If you use this option, then if a client is rebooted or turned off, or fails unexpectedly in some other way, the connection at the server end will not be terminated and cleaned up automatically. However, if the client is restarted the old connection will be cleaned up, assuming it has the same IP address as before (which will normally be the case unless DHCP is in use and the machine's lease on the IP address has expired).

−socket n Option

It is possible, though unlikely in practice, for DP4 TCP/IP networking to fail because of a conflict with other software, which may happen to use the same port number as DP4. You can force DP4 to use a different port number (the default is 5000) by specifying a value with the −socket option on the command line, for example −socket 6000 . You should avoid port numbers that are commonly used by programs such as FTP,Telnet etc.
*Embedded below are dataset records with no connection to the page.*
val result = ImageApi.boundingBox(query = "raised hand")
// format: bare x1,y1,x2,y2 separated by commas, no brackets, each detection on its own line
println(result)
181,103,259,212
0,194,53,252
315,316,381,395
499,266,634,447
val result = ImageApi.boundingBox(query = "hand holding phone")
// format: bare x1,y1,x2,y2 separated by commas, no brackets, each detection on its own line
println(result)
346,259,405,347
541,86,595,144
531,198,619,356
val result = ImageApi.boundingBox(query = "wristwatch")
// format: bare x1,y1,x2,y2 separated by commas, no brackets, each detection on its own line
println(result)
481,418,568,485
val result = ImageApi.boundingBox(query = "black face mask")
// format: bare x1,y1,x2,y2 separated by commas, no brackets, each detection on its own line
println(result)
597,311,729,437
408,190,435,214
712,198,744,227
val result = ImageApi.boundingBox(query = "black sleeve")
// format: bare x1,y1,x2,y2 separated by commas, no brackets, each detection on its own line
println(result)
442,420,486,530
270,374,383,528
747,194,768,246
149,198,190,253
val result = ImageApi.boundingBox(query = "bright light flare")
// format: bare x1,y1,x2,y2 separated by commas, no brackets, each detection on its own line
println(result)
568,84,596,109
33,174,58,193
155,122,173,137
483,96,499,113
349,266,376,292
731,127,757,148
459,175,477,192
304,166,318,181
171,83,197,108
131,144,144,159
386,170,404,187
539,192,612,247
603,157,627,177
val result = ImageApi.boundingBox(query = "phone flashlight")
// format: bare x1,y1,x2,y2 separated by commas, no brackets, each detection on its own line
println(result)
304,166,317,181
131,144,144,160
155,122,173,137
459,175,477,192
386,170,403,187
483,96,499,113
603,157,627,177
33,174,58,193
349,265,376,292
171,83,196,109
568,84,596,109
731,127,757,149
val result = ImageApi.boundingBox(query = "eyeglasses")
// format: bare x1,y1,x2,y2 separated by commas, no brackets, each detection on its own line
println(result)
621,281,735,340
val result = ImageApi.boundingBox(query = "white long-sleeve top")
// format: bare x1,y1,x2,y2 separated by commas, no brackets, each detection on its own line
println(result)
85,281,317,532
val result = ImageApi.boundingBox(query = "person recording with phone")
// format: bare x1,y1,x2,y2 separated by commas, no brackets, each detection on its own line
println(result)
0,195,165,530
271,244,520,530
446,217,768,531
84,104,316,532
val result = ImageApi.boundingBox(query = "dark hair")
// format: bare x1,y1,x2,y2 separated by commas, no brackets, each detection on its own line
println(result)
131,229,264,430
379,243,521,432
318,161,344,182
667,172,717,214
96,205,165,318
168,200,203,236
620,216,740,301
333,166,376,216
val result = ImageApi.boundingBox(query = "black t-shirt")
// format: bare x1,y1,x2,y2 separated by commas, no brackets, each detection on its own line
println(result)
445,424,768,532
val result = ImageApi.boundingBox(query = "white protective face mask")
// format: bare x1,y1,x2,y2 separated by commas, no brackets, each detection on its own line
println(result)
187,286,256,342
Numbers above 5000 are probably best. If used, this command tail must be specified and given the same value everywhere.

The use of port 5000 can cause problems on Windows XP machines. Please refer to article A4000024.htm on the DP4 Knowledge Base for details.

Mixed networks

If you are trying to connect from a Windows TCP/IP client to another operating system, particularly a legacy operating system such as FlexOS or IBM 4690 OS you may have problems because of incompatibilities in the underlying network protocol. This is a distinct possibility if you are using Windows 98/ME/2000/XP or later, but is much less likely if you are using Windows 95/NT4.

For Windows 2000/XP try adding the following DWORD values to the registry at
HKEY_LOCAL_MACHINE\SYSTEM\CurrentControlSet\Services\Tcpip\Parameters :
SackOpts=0
tcp1323Opts=0

The machine must be rebooted for these options to take effect. Disabling/Re-enabling the network connection has no effect.